К ним подбежал, хромая. Верховный иллюстратор Меквель, опираясь на трость с золотым набалдашником, подаренную ему Коссимио по случаю болезни.
- Я искал ее все эти четыре дня!
- Рада видеть вас в добром здравии, - улыбнулась ему Мечелла.
- Ничто не может придать новую силу старым костям, ваша светлость, - с поклоном ответил он. - Кабрал, я должен тебя похитить. Попроси кого-нибудь помочь тебе отнести "Первую Любовницу" наверх и упаковать.
- Первую?..
Мечелла почувствовала подступающий спазм, но это не имело никакого отношения к беременности. Ее взгляд метнулся к Кабралу. Он смотрел в сторону. Неудивительно, ведь покинутым любовником Сааведры был герцог Алехандро до'Веррада!

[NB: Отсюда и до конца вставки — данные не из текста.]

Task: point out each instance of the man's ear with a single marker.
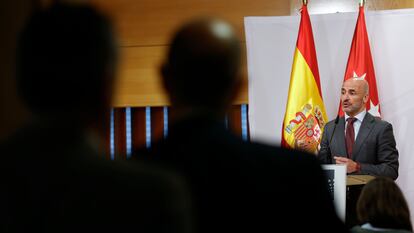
(365, 99)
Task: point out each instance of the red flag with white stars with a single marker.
(360, 64)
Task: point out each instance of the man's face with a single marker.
(353, 96)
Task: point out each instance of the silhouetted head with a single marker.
(202, 67)
(66, 61)
(382, 204)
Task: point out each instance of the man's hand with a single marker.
(351, 166)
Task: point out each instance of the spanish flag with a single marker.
(305, 114)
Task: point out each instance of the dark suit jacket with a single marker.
(53, 180)
(374, 146)
(246, 187)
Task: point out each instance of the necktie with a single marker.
(350, 135)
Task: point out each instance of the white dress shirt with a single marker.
(357, 124)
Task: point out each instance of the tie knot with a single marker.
(351, 120)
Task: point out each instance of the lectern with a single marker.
(345, 190)
(354, 185)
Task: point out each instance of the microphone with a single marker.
(330, 140)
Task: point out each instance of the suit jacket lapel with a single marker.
(339, 138)
(364, 130)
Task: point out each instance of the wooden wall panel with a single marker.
(151, 22)
(138, 81)
(120, 133)
(157, 124)
(138, 127)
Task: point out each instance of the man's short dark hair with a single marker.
(63, 55)
(204, 66)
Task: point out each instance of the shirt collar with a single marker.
(360, 116)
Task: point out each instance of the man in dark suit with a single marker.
(53, 174)
(237, 186)
(363, 142)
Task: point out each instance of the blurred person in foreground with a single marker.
(236, 185)
(382, 207)
(53, 174)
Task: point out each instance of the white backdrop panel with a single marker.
(270, 45)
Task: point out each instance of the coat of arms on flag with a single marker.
(305, 114)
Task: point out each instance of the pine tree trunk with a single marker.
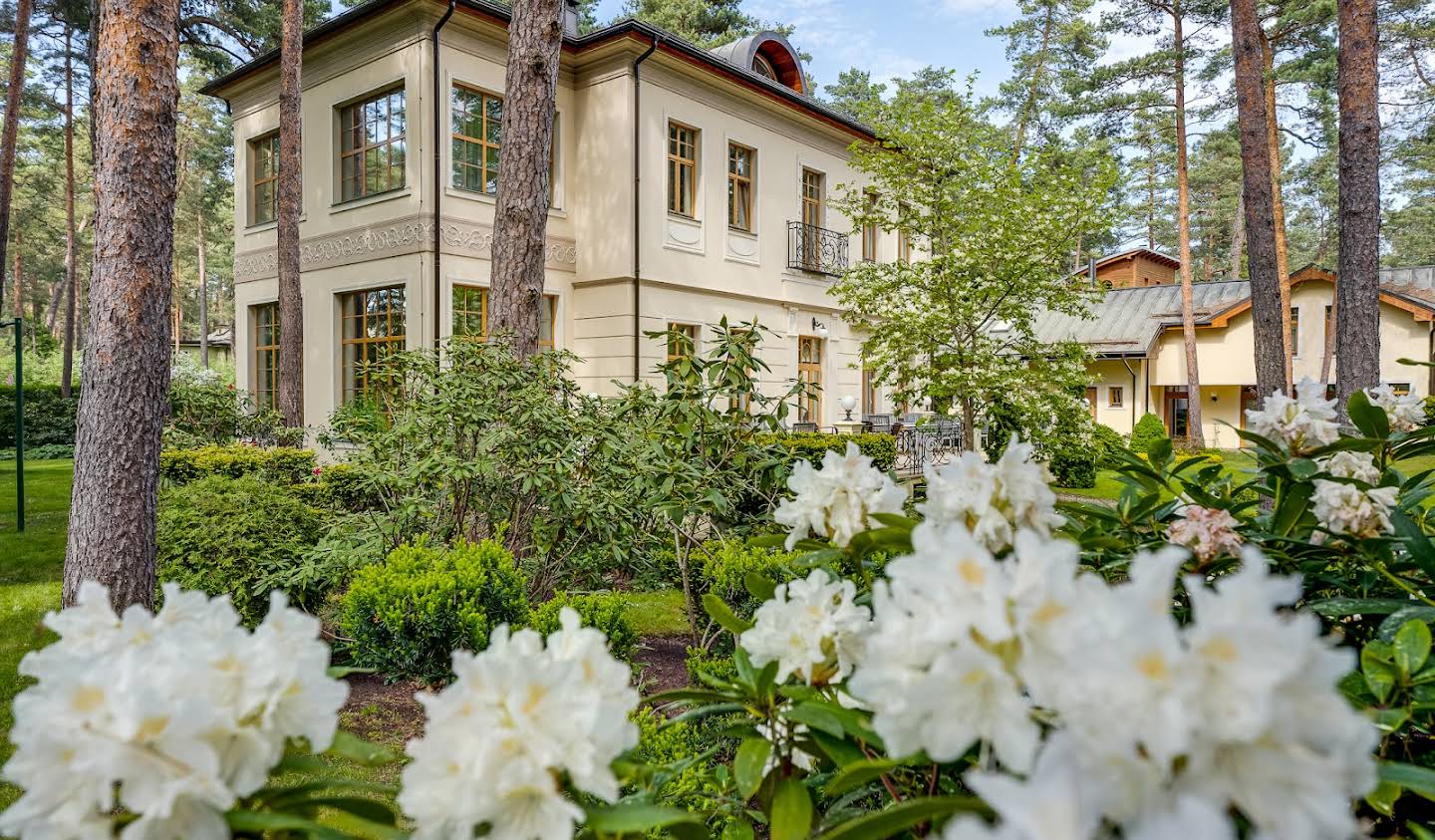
(1193, 375)
(521, 218)
(71, 234)
(204, 289)
(290, 200)
(127, 355)
(1261, 228)
(12, 126)
(1278, 202)
(1357, 293)
(1239, 237)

Глупо было с ее стороны не подумать об этом. Здесь, в Палассо, пусть даже в кладовке, не могло быть картин, не имеющих отношения к до'Веррада. Внезапно история из печальной превратилась в оскорбительную, напоминая о той, другой женщине Грихальва, которая сейчас называет себя графиней.
С нарочитой небрежностью Мечелла обернулась к Верховному иллюстратору.
- А почему она покинула Алехандро?
- Никто не знает. - Меквель сложил руки на набалдашнике трости, его длинные пальцы были еще сильными и гибкими в отличие от ног и спины, разъедаемых болезнью. - Одни говорят, будто ее изгнали советники Алехандро, другие - что она исчезла по собственной воле, третьи даже предполагают, что ее убили. - Он бросил на "Первую Любовницу" задумчивый взгляд из-под темных ресниц. - Много разного говорят, но никто не знает правды.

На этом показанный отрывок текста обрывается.